Common allocable costs are allocated to each segment on case to case basis applying the ratio appropriate to each relevant case. Revenue and expenses which relate to the enterprise as a whole and are not allocable to segment on a reasonable basis, have been included under the head "Unallocated-Common".

The accounting policies adopted for segment reporting are in line with those of the Company.

(XIX) Product related Warranty Claims:

Provision for product related warranty costs is based on the claims received upto the year end as well as the management estimates of further liability to be incurred in this regard during the warranty period, computed on the basis of past trend of such claims.

(XX) Contingencies:

Liabilities which are material and whose future outcome cannot be ascertained with reasonable certainty, are treated as contingent and disclosed by way of Notes to the Accounts.

(XXI) Earnings per share:

Earnings per share is calculated by dividing the net profit or loss for the year attributable to equity shareholders, by the weighted average number of equity shares outstanding during the year.

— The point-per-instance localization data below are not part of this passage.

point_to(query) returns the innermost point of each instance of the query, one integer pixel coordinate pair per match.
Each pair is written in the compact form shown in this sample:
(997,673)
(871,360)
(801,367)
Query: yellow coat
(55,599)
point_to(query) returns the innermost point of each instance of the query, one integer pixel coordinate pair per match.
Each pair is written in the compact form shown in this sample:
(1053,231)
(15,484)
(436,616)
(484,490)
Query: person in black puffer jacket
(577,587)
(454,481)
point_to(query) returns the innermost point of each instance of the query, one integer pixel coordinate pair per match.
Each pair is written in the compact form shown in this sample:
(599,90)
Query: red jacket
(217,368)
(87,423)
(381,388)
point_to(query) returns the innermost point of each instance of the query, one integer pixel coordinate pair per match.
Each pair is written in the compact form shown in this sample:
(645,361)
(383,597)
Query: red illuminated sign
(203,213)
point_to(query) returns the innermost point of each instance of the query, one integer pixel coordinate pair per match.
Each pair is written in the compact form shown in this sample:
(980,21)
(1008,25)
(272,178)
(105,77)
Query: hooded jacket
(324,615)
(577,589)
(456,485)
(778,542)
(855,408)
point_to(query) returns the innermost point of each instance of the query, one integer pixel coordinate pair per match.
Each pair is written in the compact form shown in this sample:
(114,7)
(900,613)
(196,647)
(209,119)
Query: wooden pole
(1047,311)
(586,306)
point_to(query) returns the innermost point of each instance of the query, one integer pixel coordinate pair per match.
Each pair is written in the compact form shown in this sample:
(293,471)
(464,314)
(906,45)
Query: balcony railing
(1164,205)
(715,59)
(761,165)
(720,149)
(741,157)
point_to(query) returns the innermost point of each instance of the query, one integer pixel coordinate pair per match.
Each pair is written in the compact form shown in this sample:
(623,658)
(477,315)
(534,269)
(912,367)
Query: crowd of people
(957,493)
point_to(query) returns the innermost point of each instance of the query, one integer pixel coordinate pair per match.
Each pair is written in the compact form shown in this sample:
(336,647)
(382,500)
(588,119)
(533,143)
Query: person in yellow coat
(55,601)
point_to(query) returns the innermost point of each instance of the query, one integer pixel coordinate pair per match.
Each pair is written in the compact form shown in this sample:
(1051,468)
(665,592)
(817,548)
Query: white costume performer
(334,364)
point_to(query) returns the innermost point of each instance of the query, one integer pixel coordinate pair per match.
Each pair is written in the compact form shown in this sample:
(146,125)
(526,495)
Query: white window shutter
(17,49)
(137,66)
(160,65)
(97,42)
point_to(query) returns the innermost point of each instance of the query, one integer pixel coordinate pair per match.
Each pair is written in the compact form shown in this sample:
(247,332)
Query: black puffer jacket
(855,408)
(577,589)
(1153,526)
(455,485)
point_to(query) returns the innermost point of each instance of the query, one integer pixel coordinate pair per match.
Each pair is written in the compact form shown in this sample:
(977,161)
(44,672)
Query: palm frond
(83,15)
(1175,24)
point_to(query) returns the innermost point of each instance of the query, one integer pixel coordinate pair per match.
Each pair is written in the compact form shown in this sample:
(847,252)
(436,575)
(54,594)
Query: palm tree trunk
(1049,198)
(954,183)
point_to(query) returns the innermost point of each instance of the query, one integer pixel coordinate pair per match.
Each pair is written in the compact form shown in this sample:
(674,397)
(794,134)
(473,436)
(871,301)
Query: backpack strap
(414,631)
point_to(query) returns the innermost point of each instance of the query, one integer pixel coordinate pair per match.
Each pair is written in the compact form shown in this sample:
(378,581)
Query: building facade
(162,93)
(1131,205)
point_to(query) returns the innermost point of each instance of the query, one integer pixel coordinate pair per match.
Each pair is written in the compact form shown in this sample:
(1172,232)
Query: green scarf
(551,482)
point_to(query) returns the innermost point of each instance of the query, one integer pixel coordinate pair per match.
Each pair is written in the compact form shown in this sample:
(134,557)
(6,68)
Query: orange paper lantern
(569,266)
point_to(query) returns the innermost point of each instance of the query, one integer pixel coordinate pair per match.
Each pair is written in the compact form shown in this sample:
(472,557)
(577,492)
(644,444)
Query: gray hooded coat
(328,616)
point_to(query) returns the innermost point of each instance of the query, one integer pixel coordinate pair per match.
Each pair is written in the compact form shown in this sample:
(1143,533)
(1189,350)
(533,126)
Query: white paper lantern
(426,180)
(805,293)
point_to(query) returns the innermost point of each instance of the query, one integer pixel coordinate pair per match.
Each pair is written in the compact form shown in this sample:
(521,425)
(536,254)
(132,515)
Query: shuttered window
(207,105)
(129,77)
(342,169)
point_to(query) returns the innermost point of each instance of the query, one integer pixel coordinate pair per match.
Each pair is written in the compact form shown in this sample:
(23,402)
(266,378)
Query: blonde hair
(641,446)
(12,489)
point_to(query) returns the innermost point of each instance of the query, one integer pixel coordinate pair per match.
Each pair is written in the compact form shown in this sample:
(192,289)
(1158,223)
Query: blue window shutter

For the purpose of calculating diluted earnings per share, the net profit or loss for the year attributable to equity shareholders and weighted average number of shares outstanding during the year are adjusted for the effects of all dilutive potential equity shares.

(XXII) Use of Estimates

The preparation of financial statements in conformity with generally accepted accounting principles requires management to make estimates and assumptions that affect the reported amounts of assets and liabilities and disclosure of contingent liabilities at the date of the financial statements and the results of operations during the reporting year-end. Although these estimates are based upon managements best knowledge of current events and actions, actual results could differ from these estimates.